At an early preview of Beautiful: The Carole King Musical, many King fans were in attendance, gasping or nodding their heads in recognition as the opening strains of one classic composition after another filled the Stephen Sondheim Theatre. In the weeks to come, one is likely to find many more Carole King devotees in the audience of the new show. One face you won't find in the crowd, however, is Carole King.
Frankie Valli may have taken in his share of performances of Jersey Boys, and Berry Gordy, Jr., seems perfectly happy to see his career enacted in Motown — he wrote the libretto, after all — but a musical about the life of Carole King is apparently not Carole King's idea of a fun night out. As of this publishing, the famed singer-songwriter has absorbed exactly one half of a reading of the show, which has a book by Douglas McGrath.

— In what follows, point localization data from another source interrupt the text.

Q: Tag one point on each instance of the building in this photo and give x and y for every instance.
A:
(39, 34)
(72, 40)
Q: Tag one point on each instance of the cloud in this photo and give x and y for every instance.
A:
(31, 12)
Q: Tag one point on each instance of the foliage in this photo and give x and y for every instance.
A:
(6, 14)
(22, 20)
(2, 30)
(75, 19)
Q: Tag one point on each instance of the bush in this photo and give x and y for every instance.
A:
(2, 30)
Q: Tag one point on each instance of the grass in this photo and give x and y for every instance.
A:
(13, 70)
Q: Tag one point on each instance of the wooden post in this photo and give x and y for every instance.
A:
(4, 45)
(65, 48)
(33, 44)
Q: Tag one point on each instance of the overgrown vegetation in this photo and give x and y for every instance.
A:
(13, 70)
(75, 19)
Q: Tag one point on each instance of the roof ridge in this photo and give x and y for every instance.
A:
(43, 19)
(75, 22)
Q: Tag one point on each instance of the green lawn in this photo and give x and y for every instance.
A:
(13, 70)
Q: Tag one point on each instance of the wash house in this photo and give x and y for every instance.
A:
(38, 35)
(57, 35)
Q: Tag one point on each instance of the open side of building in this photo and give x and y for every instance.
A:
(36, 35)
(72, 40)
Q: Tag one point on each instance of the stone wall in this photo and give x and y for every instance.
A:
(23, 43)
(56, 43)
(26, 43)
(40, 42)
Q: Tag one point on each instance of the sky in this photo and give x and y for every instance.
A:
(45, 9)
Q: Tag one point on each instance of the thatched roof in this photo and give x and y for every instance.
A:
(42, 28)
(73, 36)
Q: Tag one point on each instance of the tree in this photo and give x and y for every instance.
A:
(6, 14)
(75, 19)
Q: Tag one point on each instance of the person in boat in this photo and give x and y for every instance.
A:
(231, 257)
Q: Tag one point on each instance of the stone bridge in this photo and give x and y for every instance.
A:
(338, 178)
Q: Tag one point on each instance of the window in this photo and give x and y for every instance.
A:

"She came to a reading and lasted halfway through," said Sherry Kondor, the daughter of King and her 1960s writing partner and then husband Gerry Goffin. "She said 'I have to go.' I said, 'You're just going? What do I tell all these people?' She said, 'Tell them it's great. I can tell it's great. But I can't watch my life played out before me.'"
One can't blame King. The time period depicted in Beautiful — the late 1950s to the early '70s — were fecund years for King, an era when she and Goffin became one of the leading songwriting teams in the music business, the authors of iconic pop tunes like "Will You Love Me Tomorrow," "Take Good Care of My Baby," "Up on the Roof," "One Fine Day" and "The Loco-Motion." But they were also years of emotional turmoil, exacerbated by King's marrying at the tender age of 17 and quickly having two children, not to mention spouse Goffin's wandering eye and mental unmooring. The two divorced in 1968.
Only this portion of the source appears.